Sementara itu, masih mengenai tanggapan Kuasa Hukum Menteri LHK atas Legal Standing LPPHI, Tommy mengungkapkan surat tanggapan Kuasa Hukum Menteri LHK yang diserahkan ke Majelis Hakim dan pihaknya sebagai penggugat, justru tidak bertanggal. “Kami melihat ini kok tidak becus sekali ya. Apa ini mau melecehkan persidangan?,” beber Tommy.

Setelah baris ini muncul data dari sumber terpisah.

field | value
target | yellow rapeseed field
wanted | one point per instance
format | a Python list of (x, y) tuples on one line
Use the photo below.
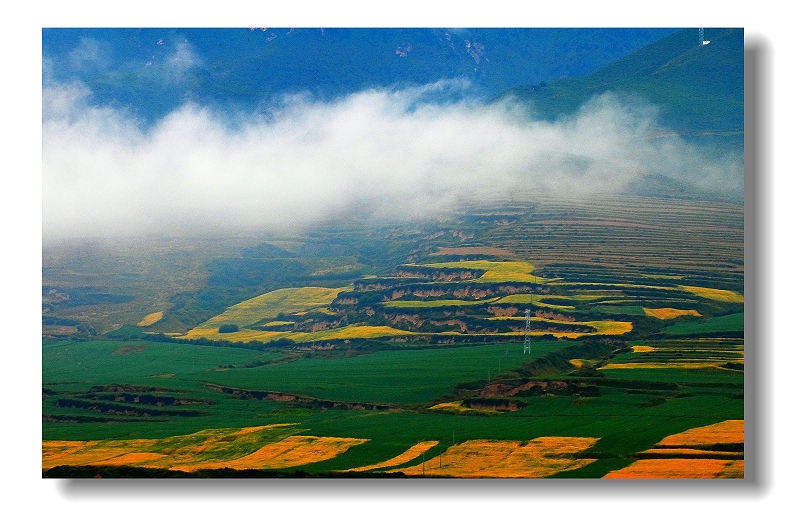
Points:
[(537, 458), (680, 468), (412, 453), (270, 304), (717, 464), (715, 294), (730, 431), (151, 319), (668, 313), (668, 365), (268, 446)]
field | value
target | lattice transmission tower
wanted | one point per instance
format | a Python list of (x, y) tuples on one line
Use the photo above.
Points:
[(526, 346)]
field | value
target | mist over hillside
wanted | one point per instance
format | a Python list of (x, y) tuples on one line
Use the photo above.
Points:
[(400, 151), (150, 72)]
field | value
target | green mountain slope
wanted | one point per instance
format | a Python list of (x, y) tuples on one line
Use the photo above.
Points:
[(699, 89)]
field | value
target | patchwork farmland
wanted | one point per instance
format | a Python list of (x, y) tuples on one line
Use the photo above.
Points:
[(359, 350)]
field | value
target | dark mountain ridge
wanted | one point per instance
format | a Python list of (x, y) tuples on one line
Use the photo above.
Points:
[(152, 71)]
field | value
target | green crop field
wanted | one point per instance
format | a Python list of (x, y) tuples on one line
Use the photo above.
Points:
[(349, 371)]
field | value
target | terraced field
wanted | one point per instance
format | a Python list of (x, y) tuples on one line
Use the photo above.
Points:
[(414, 363)]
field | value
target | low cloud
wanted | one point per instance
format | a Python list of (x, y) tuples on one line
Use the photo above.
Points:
[(391, 153)]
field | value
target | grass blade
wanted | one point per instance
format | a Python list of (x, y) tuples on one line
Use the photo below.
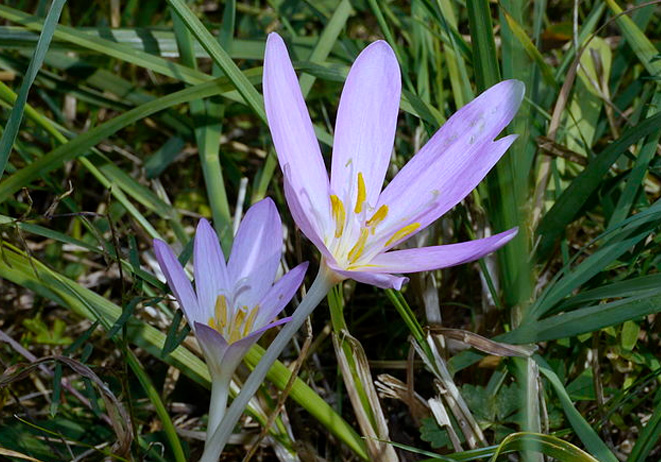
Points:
[(14, 122)]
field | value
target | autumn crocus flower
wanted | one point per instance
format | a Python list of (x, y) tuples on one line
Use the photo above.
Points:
[(349, 218), (235, 302)]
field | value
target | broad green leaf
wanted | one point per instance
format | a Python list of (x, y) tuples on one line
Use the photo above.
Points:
[(13, 124)]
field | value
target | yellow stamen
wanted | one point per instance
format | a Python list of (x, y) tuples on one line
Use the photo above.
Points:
[(339, 214), (250, 320), (235, 326), (378, 217), (357, 250), (219, 321), (402, 233), (362, 193)]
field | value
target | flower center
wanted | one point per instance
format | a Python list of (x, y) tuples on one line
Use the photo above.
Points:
[(348, 244), (233, 324)]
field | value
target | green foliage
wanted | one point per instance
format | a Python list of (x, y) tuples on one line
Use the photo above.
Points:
[(128, 122)]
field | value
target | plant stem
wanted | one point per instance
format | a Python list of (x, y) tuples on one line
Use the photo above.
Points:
[(218, 405), (324, 281)]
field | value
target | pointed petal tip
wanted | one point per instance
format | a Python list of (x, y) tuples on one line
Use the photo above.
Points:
[(203, 224), (516, 88), (397, 283), (274, 39)]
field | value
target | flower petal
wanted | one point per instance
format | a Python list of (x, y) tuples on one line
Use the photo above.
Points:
[(280, 295), (256, 253), (210, 268), (178, 281), (215, 347), (452, 163), (307, 219), (365, 125), (381, 280), (441, 256), (291, 128)]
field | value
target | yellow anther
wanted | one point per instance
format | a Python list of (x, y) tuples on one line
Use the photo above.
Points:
[(234, 328), (339, 214), (402, 233), (250, 320), (219, 321), (362, 193), (378, 217), (357, 250)]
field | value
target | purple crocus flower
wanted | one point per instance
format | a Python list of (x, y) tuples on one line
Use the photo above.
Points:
[(235, 302), (351, 220)]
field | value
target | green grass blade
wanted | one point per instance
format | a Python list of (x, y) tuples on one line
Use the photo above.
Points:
[(326, 41), (485, 58), (587, 435), (154, 396), (84, 302), (79, 145), (14, 122), (109, 48), (572, 200), (585, 320), (252, 98), (648, 438)]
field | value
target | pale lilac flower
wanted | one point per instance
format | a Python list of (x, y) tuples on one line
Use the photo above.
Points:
[(351, 220), (235, 302)]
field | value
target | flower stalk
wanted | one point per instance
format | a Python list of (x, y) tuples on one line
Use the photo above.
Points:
[(322, 284)]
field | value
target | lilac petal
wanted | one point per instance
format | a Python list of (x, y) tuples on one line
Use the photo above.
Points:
[(210, 269), (215, 348), (178, 281), (441, 256), (256, 334), (366, 123), (291, 128), (279, 295), (381, 280), (256, 253), (307, 218), (453, 161)]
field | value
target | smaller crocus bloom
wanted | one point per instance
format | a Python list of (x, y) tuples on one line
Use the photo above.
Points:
[(233, 303), (349, 217)]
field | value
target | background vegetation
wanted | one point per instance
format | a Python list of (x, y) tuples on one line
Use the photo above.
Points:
[(126, 121)]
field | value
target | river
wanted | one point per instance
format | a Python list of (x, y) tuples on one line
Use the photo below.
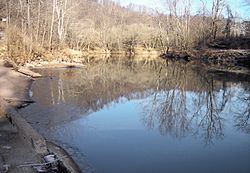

Tak hanya itu, Tommy juga membeberkan bahwa dokumentasi beberapa kegiatan pemantauan limbah yang dilakukan LPPHI jelas mencantumkan keterangan lengkap dan tanggal pengambilan foto lengkap dengan koordinat lokasi pengambilan foto.

“Sehingga jika foto bukti kegiatan itu tidak bisa dibaca sebagai bukti kegiatan memantau limbah TTM, semakin membuktikan bahwa KLHK tidak bekerja sesuai peraturan perundangan yang menyebabkan limbah B3 masih berserakan setidak-tidaknya di 297 lokasi di luar yang terdapat di kawasan hutan Tahura,” beber Tommy.(rls)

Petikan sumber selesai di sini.